CENTOMOVIMENTI NEWS - 24 AGOSTO 2004
Castro rifiuta gli aiuti americani: "Tenetevi la vostra elemosina"
REDAZIONE

Fidel Castro ha rifiutato con sdegno gli aiuti economici che gli Stati Uniti avevano offerto al popolo cubano per sanare le ferite provocate dal passaggio dell'uragano Charley.
Il generoso contributo era stato annunciato lo scorso 13 agosto dal portavoce del Dipartimento di Stato americano Richard Boucher che, esprimendo "solidarietà al popolo cubano", aveva reso noto che l'amministrazione di George W. Bush era pronta a farsi carico di una parte delle spese di ricostruzione.
"Il popolo cubano può contare sull'appoggio degli Stati Uniti in questi momenti difficili - aveva affermato Boucher - stiamo lavorando per aiutarlo ad affrontare la crisi umanitaria che oggi affronta".

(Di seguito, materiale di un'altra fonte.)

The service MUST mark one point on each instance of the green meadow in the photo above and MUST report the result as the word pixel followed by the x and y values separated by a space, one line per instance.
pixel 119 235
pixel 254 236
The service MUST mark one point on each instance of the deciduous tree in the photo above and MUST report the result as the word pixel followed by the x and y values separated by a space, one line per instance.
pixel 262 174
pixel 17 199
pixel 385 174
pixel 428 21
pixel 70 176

Ma dal lìder maximo è arrivato un categorico rifiuto e l'offerta americana, giudicata cinica ed ipocrita, è stata rispedita al mittente. All'origine di questa decisione vi è una triplice motivazione.
Tanto per cominciare il regime dell'Avana ha definito "un'umiliante elemosina" i cinquantamila dollari che la Casa Bianca aveva stanziato per l'isola. Cuba è stata infatti colpita parecchio duramente dalla furia dell'uragano, è sufficiente pensare che Charley ha raso al suolo circa quarantamila case.

In secondo luogo Cuba non dimentica che lo stato che oggi offre questo denaro è lo stesso che da oltre quarant'anni sta strangolando con un pesantissimo embargo l'economia dell'isola.
"Il popolo ed il Governo cubani considerano quest'offerta assolutamente inaccettabile - si legge in un comunicato ufficiale dell'Esecutivo dell'Avana - dal momento che disconosce impudicamente i danni causati dalla guerra economica condotta da più di quarant’anni contro il nostro paese dalle amministrazioni Usa che si sono succedute in questo periodo".

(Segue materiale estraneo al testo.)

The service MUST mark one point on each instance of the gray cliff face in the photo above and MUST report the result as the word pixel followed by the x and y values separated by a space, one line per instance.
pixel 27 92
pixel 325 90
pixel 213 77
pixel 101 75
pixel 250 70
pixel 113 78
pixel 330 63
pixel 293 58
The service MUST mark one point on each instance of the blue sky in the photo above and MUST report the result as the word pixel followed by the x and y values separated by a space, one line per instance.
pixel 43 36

Infine, Fidel Castro sospetta che dietro a tanta generosità, si nasconda una manovra reazionaria volta a rovesciare il regime socialista. Per il dittatore, infatti, "la dichiarata intenzione del Governo nordamericano di mettere queste risorse in mano ad organizzazioni indipendenti dal Governo cubano, rivela chiaramente i torbidi propositi di questa manovra, lontani da un vero interesse al benessere della popolazione colpita".

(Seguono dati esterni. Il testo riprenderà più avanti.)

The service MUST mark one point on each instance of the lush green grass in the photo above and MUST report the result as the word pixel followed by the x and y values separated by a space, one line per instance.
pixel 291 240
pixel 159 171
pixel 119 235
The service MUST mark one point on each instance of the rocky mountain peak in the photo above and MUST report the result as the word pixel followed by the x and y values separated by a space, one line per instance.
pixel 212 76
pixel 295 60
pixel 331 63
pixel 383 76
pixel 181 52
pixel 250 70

Ribadendo che "nessun cubano è mai rimasto né mai rimarrà abbandonato a seguito di un disastro naturale", l'Avana ha dunque rifiutato il prezioso assegno di Washington.
"Cuba non accetterà un cosiddetto aiuto proveniente dal governo del paese che ci aggredisce e cerca di farci arrendere per fame e necessità - si legge ancora nel comunicato - Cuba supererà questa situazione con lo sforzo e l’impegno del suo popolo e della sua Rivoluzione.